Разбились повзводно, пошли к следующему, более везучему дому. Даже стёкла в некоторых окнах сохранились! Заклеенные бумагой крест на крест, окна ассоциировались с фильмами о блокадном Ленинграде.
– Смотрим здесь, – указал пальцем приставленный к нам молодой старлей-пиджак, приехавший из Свердловска буквально вчера, – в левом, наиболее целом крыле дома. Обшмонать все квартиры тщательно, что бы никого не пропустить. Аккуратней только, тимуровцы, аккуратней, своих не положите. Да и это… пленные нам не нужны. Ценность для нас представляют оружие, карты, схемы, люди. Остальное не трогать, ну если что-то по мелочи на память возьмёте. За откровенное мародёрство буду карать незамедлительно! Отдам вас особистам и конец, с песнями на Колыму поедете. Прецеденты были, так что не зевайте, работайте на совесть. Давайте, действуем! Пошли, пошли, по трое!

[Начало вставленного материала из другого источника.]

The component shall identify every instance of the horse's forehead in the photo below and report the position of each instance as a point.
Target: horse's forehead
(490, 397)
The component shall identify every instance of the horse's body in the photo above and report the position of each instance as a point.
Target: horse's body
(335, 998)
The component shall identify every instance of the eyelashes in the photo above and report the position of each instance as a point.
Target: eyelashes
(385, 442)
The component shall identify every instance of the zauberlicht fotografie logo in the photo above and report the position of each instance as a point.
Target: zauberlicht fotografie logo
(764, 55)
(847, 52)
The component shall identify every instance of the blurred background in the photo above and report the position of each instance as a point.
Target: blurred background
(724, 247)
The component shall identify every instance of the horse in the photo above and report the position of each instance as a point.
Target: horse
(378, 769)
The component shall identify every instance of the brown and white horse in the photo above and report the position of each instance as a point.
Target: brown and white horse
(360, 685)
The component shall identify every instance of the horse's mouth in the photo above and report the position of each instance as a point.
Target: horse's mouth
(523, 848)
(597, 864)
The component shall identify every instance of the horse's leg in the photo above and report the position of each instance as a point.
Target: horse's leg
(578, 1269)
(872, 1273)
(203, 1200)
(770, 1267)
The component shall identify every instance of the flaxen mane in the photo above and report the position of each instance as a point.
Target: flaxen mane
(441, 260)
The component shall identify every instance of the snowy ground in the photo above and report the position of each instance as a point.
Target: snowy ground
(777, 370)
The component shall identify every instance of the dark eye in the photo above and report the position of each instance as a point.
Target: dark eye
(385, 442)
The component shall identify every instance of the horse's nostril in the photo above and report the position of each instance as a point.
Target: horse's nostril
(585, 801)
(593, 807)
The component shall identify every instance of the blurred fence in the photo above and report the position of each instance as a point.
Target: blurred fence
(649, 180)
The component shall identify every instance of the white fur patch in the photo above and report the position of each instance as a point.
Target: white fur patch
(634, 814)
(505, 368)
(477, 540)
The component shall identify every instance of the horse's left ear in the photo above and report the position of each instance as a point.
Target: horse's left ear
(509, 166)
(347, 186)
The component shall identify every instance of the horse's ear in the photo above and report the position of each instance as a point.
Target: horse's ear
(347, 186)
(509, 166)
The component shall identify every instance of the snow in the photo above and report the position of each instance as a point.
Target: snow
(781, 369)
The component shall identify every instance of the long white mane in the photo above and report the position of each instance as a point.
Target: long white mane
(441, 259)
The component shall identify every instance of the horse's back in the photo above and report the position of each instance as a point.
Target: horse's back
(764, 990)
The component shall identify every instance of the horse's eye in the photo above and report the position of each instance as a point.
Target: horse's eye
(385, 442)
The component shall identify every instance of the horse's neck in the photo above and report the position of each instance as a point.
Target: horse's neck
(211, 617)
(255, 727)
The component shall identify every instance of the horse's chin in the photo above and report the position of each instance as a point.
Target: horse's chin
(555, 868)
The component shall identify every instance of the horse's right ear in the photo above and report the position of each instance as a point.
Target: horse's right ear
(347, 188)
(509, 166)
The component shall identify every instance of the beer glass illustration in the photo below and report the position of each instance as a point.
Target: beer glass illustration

Зашли. Смотрим. Длинные коридоры и направо, и налево от лестничной площадки. Двери квартир друг напротив друга. Квартиры однокомнатные, с узкими кухнями и закутками туалетов. Ванные рядом с унитазами, умывальник и дверь впритирку. Обстановка небогатая. Богатые люди не живут в маленьких однокомнатных квартирах.
На пятом этаже вход в коридор преградила железная дверь. Хорошая, плотно подогнанная. Взломать не смогли. Старлей, долго не думая, поступил как в кино, выстрелил по замку из новенького Стечкина. Пуля, срикошетив, могла убить его самого, но промахнулась. Стрелять повторно он не решился. Пока думали, что и как, кто-то предложил выстрелить из 'Мухи'.

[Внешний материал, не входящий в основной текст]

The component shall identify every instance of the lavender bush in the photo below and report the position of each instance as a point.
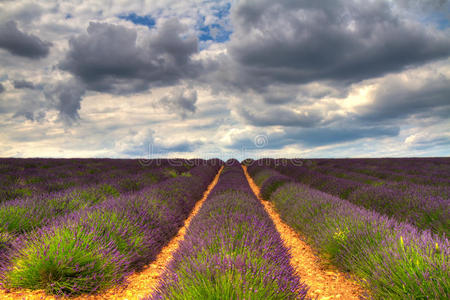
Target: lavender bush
(231, 250)
(393, 260)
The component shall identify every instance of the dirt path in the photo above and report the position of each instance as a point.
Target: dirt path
(325, 282)
(139, 284)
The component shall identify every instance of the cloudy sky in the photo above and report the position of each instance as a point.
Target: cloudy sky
(286, 78)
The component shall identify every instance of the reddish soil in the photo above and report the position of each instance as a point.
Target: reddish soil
(139, 284)
(324, 281)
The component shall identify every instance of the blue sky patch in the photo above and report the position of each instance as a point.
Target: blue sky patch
(139, 20)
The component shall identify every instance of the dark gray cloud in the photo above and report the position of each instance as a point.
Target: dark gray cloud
(313, 137)
(23, 84)
(343, 132)
(281, 116)
(305, 41)
(109, 59)
(180, 101)
(397, 100)
(22, 44)
(66, 98)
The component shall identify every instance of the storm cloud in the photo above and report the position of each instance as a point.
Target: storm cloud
(22, 44)
(347, 41)
(23, 84)
(109, 58)
(180, 101)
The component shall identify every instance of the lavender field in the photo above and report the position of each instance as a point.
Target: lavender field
(80, 227)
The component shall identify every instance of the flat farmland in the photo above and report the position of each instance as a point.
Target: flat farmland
(209, 229)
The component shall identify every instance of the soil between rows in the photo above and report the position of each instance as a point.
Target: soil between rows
(324, 281)
(139, 284)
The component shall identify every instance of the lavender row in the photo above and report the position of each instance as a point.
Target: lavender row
(409, 203)
(95, 248)
(435, 171)
(25, 214)
(30, 177)
(231, 250)
(393, 260)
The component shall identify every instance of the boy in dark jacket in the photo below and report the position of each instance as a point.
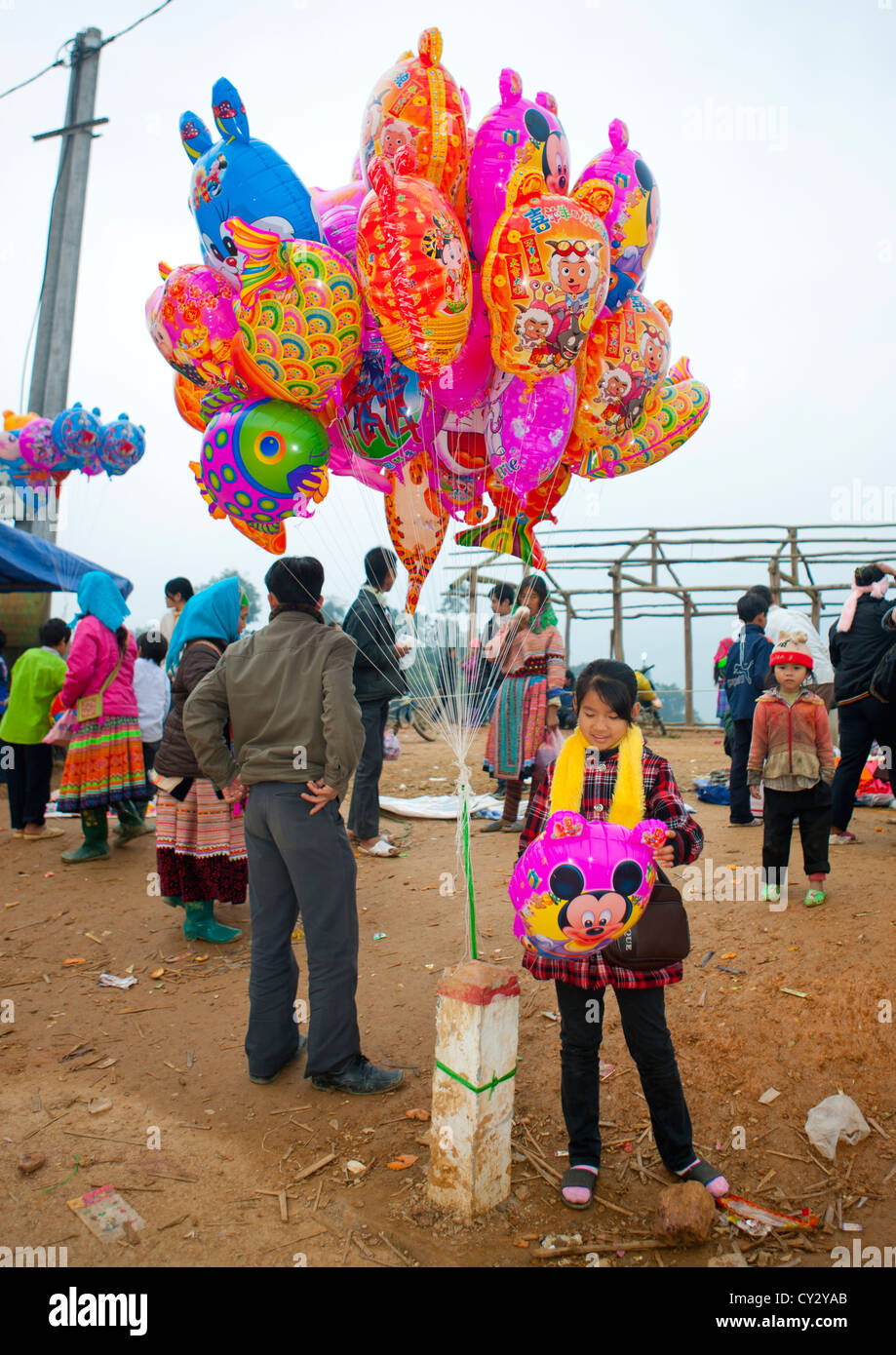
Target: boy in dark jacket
(746, 674)
(858, 641)
(377, 680)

– Ты чё, охмурел что-ли? – раздражился офицерик. – Ты нас всех тут вынесешь своим выстрелом.
– А если я с подствольника дуну, товарищ старшлейтенант?

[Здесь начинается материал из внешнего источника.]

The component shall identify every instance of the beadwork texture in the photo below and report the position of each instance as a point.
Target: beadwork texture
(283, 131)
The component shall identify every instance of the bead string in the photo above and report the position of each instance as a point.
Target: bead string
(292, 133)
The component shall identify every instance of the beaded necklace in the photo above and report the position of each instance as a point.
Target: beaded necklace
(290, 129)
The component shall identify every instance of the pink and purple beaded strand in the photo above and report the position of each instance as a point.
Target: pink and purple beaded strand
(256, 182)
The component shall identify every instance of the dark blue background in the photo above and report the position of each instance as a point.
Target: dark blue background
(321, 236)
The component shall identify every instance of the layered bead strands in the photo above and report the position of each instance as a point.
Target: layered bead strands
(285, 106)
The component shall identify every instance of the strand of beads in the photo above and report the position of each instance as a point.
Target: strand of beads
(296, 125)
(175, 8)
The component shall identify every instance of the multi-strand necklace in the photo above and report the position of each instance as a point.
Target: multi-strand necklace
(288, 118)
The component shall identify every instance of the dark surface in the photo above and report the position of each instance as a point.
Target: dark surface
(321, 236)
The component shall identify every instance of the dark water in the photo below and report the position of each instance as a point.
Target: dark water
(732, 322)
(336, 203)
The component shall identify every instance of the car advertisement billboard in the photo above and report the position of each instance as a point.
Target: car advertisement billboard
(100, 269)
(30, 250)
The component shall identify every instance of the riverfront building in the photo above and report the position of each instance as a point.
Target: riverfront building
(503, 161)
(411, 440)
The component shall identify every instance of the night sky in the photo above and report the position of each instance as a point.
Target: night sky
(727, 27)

– Я тебе сам дуну куда надо, недоумок! Мину тащите, как там её, МОНку!
– Да вы что, товарищ лейтенант? Не получиться, точно говорю, сто пудов! Лучше из АГСа шмальнуть. Надёжнее, и безопаснее наверно.
Чтобы не видеть этого безобразия, мы с Соседом вышли на улицу.
– Доиграется этот ребёнок, доиграется со своими выходками, – покачал головой Сосед.
– Эй, дурачьё, идите сюда! – позвал нас какой-то боец из темноты следующего подъезда. И мы пошли.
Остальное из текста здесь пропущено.